A letter of resignation was accepted from Gene Thompson from Seat 5 on the Indian Shores Board of Adjustment. According to Soranno, Thompson would no longer be a resident of Indian Shores since he is moving to Tampa. The town council appointed James Ryan to fill Thompson’s vacancy, effective immediately and expiring Oct. 28, 2019.
Donations for an as-yet undetermined monument honoring Lawrence will be accepted pending recommendations from the Arts Council. There also were preliminary discussions about the Pinellas Suncoast Fire and Rescue District’s plans to dedicate the new Station 26 in Lawrence’s name.
Soranno commended the staff and residents of Indian Shores who assisted in the memorial service at town hall last week in remembrance of Lawrence. Soranno referred to Lawrence as “a man of quiet elegance.”

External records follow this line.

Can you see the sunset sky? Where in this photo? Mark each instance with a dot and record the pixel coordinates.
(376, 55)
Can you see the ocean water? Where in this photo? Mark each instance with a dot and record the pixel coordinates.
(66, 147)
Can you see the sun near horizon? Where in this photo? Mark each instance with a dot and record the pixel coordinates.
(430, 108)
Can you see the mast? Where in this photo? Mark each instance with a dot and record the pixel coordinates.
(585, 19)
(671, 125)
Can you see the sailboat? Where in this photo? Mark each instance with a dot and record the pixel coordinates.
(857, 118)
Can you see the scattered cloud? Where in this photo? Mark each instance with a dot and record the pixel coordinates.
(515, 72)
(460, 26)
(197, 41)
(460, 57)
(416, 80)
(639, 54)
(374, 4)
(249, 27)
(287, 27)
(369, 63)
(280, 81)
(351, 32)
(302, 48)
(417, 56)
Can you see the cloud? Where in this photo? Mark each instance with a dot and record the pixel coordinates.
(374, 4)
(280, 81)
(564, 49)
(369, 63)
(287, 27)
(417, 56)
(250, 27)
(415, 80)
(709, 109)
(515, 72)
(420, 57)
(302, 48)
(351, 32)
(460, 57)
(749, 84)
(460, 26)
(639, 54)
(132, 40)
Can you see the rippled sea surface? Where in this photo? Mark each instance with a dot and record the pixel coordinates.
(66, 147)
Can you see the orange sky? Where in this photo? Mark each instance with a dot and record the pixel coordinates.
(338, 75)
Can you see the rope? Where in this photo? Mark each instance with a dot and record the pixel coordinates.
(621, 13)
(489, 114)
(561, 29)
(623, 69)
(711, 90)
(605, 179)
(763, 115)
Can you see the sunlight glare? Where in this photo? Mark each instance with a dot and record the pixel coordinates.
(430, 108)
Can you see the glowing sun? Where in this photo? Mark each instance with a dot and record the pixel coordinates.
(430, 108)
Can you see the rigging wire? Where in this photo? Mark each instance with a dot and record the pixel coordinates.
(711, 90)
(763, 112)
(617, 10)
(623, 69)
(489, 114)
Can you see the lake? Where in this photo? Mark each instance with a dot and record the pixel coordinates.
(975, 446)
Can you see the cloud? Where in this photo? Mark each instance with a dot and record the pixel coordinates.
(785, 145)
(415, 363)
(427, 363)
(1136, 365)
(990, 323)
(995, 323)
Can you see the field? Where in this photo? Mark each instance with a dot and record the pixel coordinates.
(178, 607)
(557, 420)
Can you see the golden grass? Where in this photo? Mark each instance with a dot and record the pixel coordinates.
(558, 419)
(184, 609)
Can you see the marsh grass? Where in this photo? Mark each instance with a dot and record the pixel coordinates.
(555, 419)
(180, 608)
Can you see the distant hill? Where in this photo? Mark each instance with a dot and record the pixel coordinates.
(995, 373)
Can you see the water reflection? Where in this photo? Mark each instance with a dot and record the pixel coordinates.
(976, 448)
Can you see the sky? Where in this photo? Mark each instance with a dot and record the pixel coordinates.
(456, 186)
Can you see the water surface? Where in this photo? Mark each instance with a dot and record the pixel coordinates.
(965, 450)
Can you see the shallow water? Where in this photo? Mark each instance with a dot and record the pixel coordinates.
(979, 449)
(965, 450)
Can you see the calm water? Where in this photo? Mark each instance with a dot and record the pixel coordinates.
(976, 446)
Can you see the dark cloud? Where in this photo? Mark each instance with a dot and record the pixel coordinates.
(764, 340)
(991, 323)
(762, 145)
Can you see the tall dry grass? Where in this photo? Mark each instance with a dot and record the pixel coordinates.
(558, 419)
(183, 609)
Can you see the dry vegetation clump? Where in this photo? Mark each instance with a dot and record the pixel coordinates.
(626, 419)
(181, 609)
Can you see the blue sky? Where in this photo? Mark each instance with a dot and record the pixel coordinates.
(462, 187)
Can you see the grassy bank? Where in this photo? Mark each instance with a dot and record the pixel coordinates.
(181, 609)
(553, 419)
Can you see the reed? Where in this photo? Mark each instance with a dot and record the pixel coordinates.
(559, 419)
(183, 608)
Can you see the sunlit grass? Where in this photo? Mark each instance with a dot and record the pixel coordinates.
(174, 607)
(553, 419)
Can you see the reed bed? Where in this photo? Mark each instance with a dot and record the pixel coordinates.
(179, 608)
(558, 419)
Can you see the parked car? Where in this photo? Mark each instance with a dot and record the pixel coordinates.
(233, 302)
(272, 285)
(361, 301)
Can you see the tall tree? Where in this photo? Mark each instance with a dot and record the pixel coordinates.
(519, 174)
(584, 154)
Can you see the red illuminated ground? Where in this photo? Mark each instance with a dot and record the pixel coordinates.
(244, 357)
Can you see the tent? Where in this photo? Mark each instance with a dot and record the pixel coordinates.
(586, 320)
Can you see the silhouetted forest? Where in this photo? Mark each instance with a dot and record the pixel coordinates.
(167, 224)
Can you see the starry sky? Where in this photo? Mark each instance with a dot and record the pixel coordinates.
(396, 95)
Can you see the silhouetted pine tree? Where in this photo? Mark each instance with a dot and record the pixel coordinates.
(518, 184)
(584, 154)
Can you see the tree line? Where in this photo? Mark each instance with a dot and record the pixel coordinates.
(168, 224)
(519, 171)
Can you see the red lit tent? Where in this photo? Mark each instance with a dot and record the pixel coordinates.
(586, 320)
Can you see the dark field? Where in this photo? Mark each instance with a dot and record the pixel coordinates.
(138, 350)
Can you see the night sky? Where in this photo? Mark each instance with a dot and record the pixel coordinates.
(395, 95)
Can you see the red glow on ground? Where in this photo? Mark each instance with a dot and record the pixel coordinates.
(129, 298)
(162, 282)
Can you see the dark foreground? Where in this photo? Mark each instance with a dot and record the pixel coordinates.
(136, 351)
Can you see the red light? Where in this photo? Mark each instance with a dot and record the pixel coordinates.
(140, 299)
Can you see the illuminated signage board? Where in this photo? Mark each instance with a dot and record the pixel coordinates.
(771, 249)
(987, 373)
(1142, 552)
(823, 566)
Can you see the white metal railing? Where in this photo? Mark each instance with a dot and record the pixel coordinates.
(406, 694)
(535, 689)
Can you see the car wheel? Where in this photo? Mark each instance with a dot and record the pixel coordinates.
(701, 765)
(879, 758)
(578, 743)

Ordinance imposes marijuana moratorium
An ordinance imposing a moratorium on the operation of medical marijuana treatment centers and dispensaries for 15 months within the town passed on its first reading. During the moratorium, the town will not accept, process, or approve any application relating to the operation of medical marijuana treatment centers and dispensaries.
Tidwell recognized as flood plain manager
Soranno, along with building official Greg Yantorno, recognized Michelle Tidwell, permit technician/CRS coordinator, for completion of her certification to become a certified flood plain manager. Before passing what Yantorno referred to as “a very difficult exam,” Tidwell spent a year preparing for it. According to Yantorno, “In addition to (Tidwell) earning the designation of CFM, the town gains an additional 25 CRS points, which will contribute to reduced flood insurance rates for the town.
Police department gets refurbished vehicles
At the request of Police Chief Terry Hughes, the town approved the purchase of three refurbished vehicles for the police department at a total cost of $32,425. The vehicles include a 2006 Ford F160 pickup truck and two Ford police interceptors, model years 2010 and a 201l respectively.
The town accepted a donation of $5,000 from Communications Associates Inc. for an extended warranty on all three vehicles.